Prospek Seni Rupa dalam Ekonomi Kreatif

0

Oleh: Noorhalis Majid

BANYAK bakat pegiat seni rupa yang belum terwadahi, terutama ketika hasil karya tidak terhubung dengan selera pasar. Tidak dapat dipungkiri, gairah dan geliat tersebut ditentukan oleh respon pasar yang menghargainya.

UPAYA seperti apa semestinya dilakukan dalam membentuk pasar seni rupa? Kalau seni rupa bagian dari ekonomi kreatif, bagaimana prospeknya ke depan? 
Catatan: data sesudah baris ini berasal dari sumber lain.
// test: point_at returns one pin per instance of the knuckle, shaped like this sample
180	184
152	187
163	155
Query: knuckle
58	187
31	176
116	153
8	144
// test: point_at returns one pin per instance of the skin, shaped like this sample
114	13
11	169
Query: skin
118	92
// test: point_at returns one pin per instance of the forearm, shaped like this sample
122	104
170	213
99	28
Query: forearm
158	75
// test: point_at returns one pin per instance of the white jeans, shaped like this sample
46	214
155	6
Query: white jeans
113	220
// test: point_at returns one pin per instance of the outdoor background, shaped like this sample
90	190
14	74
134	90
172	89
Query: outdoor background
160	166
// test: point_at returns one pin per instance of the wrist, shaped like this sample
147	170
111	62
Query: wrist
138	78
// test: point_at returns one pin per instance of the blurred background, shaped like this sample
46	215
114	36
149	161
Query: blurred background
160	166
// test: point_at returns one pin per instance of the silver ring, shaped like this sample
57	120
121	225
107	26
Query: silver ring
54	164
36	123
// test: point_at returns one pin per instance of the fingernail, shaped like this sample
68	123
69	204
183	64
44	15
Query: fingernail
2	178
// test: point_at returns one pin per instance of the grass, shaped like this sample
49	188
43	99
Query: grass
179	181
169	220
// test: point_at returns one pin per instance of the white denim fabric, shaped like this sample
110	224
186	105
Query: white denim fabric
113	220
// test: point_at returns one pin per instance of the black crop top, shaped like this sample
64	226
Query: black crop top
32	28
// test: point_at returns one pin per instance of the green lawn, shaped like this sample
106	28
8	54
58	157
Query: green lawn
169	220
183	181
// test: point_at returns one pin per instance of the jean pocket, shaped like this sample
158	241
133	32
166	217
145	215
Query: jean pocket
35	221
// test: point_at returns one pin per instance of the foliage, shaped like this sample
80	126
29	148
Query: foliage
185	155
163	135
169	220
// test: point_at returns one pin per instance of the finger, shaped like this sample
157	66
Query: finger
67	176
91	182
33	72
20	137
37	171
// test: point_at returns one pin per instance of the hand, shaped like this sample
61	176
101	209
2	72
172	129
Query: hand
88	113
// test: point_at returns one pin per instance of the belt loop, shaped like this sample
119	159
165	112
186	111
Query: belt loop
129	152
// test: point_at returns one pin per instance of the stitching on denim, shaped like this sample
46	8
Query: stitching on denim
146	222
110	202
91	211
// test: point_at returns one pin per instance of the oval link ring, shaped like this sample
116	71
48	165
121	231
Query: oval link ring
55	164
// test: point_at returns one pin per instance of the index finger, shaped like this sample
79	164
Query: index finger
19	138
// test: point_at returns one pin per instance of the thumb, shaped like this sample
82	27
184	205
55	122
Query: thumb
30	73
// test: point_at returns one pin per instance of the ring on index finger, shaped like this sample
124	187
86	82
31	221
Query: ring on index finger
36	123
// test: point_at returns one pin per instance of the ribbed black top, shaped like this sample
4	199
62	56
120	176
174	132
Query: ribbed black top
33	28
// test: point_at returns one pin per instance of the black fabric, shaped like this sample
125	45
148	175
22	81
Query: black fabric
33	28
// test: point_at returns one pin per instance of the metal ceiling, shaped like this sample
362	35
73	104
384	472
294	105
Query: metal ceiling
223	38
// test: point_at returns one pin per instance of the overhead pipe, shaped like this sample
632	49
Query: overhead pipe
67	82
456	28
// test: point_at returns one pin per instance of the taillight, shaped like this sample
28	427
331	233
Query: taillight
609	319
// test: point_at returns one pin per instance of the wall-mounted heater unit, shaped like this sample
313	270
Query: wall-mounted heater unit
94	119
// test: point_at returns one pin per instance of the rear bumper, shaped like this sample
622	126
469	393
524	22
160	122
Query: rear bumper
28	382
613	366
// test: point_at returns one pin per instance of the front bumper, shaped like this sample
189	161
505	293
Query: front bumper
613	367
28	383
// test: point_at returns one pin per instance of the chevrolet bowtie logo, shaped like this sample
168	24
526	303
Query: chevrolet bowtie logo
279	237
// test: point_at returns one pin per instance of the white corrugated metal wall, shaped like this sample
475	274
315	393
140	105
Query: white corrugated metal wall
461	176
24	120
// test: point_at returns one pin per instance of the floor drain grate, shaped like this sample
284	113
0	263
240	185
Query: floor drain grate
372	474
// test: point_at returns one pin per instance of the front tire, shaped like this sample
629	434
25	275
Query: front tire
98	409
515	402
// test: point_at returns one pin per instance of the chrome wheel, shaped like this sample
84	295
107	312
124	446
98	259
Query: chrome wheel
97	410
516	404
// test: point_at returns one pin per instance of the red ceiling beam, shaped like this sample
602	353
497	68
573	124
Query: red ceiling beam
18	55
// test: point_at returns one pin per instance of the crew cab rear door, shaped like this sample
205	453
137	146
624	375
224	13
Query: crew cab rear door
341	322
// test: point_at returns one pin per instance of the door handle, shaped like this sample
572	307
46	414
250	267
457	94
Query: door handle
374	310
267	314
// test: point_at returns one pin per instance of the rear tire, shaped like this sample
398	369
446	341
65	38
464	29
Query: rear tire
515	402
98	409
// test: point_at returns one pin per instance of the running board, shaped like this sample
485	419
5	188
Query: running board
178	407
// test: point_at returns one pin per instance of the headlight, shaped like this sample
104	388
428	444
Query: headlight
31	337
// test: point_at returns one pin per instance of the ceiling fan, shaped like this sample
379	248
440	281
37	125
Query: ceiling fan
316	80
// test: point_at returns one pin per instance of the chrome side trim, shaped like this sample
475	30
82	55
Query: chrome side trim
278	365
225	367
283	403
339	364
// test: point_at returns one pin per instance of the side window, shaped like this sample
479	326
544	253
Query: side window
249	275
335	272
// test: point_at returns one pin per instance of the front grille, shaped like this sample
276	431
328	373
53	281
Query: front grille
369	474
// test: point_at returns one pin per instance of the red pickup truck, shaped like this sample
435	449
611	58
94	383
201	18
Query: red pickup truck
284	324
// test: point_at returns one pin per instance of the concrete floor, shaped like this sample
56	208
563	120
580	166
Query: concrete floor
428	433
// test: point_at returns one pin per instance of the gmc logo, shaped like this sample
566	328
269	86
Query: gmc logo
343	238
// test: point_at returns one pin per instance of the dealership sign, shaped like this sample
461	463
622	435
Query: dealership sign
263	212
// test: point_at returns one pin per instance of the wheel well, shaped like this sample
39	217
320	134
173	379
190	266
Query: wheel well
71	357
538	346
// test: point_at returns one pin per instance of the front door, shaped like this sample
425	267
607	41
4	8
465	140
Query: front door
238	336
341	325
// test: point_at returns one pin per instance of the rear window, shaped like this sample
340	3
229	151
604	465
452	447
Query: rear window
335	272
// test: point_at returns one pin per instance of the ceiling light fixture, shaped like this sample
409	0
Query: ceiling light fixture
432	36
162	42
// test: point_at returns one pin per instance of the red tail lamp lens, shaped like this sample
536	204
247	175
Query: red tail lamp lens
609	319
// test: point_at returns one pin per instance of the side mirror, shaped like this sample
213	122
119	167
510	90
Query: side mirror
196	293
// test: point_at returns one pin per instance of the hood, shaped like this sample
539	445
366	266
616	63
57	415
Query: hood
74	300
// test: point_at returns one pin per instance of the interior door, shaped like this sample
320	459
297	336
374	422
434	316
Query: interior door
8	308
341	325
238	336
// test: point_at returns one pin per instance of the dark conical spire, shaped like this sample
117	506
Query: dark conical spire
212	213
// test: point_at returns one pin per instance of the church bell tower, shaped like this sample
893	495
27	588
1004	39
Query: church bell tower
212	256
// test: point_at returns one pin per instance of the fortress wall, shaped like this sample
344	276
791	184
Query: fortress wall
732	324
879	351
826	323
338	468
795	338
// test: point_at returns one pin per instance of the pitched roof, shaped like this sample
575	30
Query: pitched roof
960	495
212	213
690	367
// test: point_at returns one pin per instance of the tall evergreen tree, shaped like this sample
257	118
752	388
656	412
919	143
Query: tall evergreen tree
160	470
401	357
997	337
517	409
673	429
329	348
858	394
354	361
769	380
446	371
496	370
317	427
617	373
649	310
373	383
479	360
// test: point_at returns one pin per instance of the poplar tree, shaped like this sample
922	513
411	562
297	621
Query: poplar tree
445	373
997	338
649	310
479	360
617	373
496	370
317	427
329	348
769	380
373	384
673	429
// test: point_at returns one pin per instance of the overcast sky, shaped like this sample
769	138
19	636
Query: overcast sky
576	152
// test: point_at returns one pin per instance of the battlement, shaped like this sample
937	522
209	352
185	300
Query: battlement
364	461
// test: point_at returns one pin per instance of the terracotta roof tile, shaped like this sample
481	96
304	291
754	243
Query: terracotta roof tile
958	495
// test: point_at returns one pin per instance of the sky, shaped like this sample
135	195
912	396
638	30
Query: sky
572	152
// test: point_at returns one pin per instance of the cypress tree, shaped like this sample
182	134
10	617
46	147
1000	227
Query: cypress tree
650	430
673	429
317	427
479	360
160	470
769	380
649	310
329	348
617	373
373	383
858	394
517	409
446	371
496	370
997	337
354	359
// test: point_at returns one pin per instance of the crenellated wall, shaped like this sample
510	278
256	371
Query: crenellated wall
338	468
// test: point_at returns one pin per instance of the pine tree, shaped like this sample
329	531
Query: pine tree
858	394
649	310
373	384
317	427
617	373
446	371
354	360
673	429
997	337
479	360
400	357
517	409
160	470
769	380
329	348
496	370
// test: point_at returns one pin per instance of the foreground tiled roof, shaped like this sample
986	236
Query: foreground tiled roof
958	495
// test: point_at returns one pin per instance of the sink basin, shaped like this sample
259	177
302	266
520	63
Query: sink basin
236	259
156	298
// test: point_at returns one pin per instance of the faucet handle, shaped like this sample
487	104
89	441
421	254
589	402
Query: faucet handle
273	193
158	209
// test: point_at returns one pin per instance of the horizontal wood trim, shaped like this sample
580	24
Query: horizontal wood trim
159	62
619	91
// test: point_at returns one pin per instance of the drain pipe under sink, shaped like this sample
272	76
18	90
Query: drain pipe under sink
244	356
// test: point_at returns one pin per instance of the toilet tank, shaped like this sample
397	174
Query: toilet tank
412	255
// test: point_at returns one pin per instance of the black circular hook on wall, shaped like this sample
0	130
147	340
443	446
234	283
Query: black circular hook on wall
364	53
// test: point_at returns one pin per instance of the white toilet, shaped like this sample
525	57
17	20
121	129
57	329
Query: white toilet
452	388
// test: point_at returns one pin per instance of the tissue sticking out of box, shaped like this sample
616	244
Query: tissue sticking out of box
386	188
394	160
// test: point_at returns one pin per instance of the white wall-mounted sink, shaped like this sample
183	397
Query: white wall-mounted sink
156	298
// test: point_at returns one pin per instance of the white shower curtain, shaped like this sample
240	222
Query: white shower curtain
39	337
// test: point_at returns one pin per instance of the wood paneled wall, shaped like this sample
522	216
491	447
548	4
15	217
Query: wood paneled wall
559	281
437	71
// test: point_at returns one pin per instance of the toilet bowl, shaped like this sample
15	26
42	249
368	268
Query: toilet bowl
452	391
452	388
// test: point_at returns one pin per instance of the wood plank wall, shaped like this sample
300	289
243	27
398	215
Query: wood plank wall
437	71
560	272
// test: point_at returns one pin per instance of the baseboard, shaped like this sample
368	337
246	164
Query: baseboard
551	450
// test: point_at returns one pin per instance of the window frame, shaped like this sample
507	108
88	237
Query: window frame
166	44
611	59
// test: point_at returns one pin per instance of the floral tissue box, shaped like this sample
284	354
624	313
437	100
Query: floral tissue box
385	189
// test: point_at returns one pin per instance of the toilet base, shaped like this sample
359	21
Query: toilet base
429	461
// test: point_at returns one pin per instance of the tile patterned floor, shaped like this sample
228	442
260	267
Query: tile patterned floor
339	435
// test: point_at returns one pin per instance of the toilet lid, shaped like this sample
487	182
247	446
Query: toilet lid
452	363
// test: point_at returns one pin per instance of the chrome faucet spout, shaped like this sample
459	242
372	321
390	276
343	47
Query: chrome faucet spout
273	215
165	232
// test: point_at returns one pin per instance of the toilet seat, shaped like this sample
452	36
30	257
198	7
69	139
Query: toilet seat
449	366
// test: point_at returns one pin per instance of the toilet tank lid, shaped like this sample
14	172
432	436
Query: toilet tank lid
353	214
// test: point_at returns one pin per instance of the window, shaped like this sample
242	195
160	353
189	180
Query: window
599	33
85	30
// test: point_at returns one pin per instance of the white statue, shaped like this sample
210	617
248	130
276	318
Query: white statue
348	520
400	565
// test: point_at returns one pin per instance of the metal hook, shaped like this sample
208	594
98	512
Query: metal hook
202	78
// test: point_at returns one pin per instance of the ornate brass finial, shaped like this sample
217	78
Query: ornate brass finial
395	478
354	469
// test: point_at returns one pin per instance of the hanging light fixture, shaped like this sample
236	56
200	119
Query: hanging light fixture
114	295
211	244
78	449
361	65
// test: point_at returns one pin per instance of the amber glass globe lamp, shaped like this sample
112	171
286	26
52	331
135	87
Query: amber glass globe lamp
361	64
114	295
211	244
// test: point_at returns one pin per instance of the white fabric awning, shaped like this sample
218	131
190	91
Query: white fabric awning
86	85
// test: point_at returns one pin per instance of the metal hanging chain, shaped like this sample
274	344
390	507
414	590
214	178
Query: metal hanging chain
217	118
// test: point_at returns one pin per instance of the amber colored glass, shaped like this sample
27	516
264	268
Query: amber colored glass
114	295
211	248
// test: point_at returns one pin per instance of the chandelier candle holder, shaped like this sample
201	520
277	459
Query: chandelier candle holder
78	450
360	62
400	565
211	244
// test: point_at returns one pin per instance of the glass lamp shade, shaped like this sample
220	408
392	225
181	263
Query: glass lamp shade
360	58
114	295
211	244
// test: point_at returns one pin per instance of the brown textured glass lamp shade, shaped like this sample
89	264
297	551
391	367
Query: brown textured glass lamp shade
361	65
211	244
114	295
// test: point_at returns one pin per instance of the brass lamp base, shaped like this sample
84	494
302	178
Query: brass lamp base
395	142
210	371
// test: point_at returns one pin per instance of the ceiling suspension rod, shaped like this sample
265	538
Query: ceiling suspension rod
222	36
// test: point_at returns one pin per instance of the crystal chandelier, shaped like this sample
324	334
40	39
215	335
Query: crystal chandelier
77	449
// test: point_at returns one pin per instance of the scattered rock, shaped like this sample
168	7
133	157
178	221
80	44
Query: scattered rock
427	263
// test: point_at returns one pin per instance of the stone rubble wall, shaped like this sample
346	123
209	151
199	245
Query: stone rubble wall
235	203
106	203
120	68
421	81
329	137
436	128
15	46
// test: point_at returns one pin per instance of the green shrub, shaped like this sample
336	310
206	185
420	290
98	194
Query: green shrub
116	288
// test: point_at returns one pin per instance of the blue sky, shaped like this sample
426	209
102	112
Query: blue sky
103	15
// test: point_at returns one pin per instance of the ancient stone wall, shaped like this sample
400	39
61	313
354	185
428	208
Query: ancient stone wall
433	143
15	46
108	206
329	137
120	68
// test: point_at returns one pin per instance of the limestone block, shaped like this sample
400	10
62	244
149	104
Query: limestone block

Sejak tahun 2000-an, ketika saya bertugas sebagai wartawan, sering diminta meliput kegiatan pameran lukis di Kota Banjarmasin dan umumnya di wilayah Kalimantan Selatan. Saya mendapati bahwa lukisan yang dipamerkan sangat diminati oleh pengunjung pameran, orang banyak datang dan bahkan sangat antusias. Sayangnya sedikit yang berminat membeli.

Pembeli lukisan sepertinya belum terbentuk. Boleh jadi karena harganya yang tidak murah, dan sangat mungkin pula pengunjung yang hadir daya belinya rendah. Maka sebagai evaluasi, jangan-jangan panitia pameran tidak tepat dalam memilih sasaran pengunjung. Atau, literasi terkait seni rupa, masih rendah. Begitu pernyataan Sandi Firly, seorang pegiat seni rupa, memulai dialog terkait prospek seni rupa dalam ekonomi kreatif, di Palidangan Noorhalis, Kamis (16/3/2023).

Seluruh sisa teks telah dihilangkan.